Si può dare un calcio al pessimismo, al vittimismo, all’immobilismo, alla rassegnazione e perfino al catastrofismo. Nel nostro Paese e in particolare nel nostro territorio c’è qualcosa che funziona. E bene. Anzi, benissimo.
Qui c’è chi si rimbocca le maniche e si dà da fare per migliorare la propria e l’altrui condizione di vita. Senza aspettare che ci pensi lo Stato o chissà chi. L’esempio lo ha dato Cantù. La Bcc ha lanciato la proposta di una raccolta fondi per donare una nuova Tac all’ospedale. E a tempo di record è arrivato il gol. Merito - in una metafora calcistica cara al presidente Angelo Porro - del gioco di squadra!
La situazione di partenza non era facile. La vecchia Tac dell’ospedale Sant’Antonio abate, ormai obsoleta, soggetta a frequenti stop perché anche le macchine come le persone sentono il peso dell’età. Le sostanze dell’ospedale non contentivano di prevedere una rapida sostituzione e nella migliore delle ipotesi ci sarebbero voluti parecchi anni. Da qui l’intuizione di rivolgersi alla società locale, ai cittadini. In un periodo di difficoltà generali la risposta non poteva essere data per scontata.
Che cosa, dunque, ha fatto sì che Cantù vincesse questa partita con la disinvoltura dell’Inter del “triplete”? Gli ingredienti del successo sono tanti e vale la pena raccontarli. Il primo e più importante è la capacità della comunità canturina di fare squadra. Quante volta si ricorre a questa immagine tanto che alle volte appare come un vuoto slogan? Qui no. Fare squadra è stato un concetto tradotto nella realtà di tutti i giorni con le persone reali.

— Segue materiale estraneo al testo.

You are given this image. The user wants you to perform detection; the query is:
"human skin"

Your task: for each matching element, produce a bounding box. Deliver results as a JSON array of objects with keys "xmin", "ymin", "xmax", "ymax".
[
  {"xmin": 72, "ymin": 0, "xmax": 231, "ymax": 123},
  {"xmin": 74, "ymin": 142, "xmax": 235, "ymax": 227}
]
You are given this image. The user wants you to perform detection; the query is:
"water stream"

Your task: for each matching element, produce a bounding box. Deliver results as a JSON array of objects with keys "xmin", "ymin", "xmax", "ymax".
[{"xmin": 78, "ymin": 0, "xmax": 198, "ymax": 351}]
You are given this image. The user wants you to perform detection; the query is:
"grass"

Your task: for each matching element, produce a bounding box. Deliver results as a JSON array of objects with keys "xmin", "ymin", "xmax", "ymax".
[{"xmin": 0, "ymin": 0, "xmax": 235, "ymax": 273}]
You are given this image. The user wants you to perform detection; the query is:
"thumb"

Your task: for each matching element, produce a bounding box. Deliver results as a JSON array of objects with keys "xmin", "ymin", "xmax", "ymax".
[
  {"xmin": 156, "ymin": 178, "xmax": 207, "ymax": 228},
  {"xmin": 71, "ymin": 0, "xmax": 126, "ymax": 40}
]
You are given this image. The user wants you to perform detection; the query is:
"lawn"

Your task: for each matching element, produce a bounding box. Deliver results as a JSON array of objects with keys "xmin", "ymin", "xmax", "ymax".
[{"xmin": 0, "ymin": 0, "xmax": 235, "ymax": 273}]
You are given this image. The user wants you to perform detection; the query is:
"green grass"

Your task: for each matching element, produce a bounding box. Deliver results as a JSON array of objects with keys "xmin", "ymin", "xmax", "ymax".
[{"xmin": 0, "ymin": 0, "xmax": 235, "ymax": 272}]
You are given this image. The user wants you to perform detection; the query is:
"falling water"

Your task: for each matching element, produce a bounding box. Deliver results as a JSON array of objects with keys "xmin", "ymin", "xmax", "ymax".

Come nel calcio anche nella squadra di Cantù c’è chi ha giocato nel ruolo di attaccante per fare gol e chi in difesa per salvare il risultato; chi si è distinto per le capacità e l’eleganza del gioco e chi ha dato il meglio con l’impegno e il sacrificio. La compatezza è stata decisiva. La coesione determinante.
Nel ruolo del regista la Bcc, Cassa rurale di Cantù, che ha raccolto una esigenza reale e sentita della comunità: avere un ospedale all’altezza e un’assistenza sanitaria moderna. Si è dimostrato anche in questo caso che le Bcc, gli istituti di credito del territorio, hanno una marcia in più e si caratterizzano come banche locali legate alle persone e alle famiglie, non alla finanza. La loro forza e il loro valore stanno nei rapporti diretti con i cittadini e le aziende della comunità e non con i derivati delle Caiman o i futures di Singapore.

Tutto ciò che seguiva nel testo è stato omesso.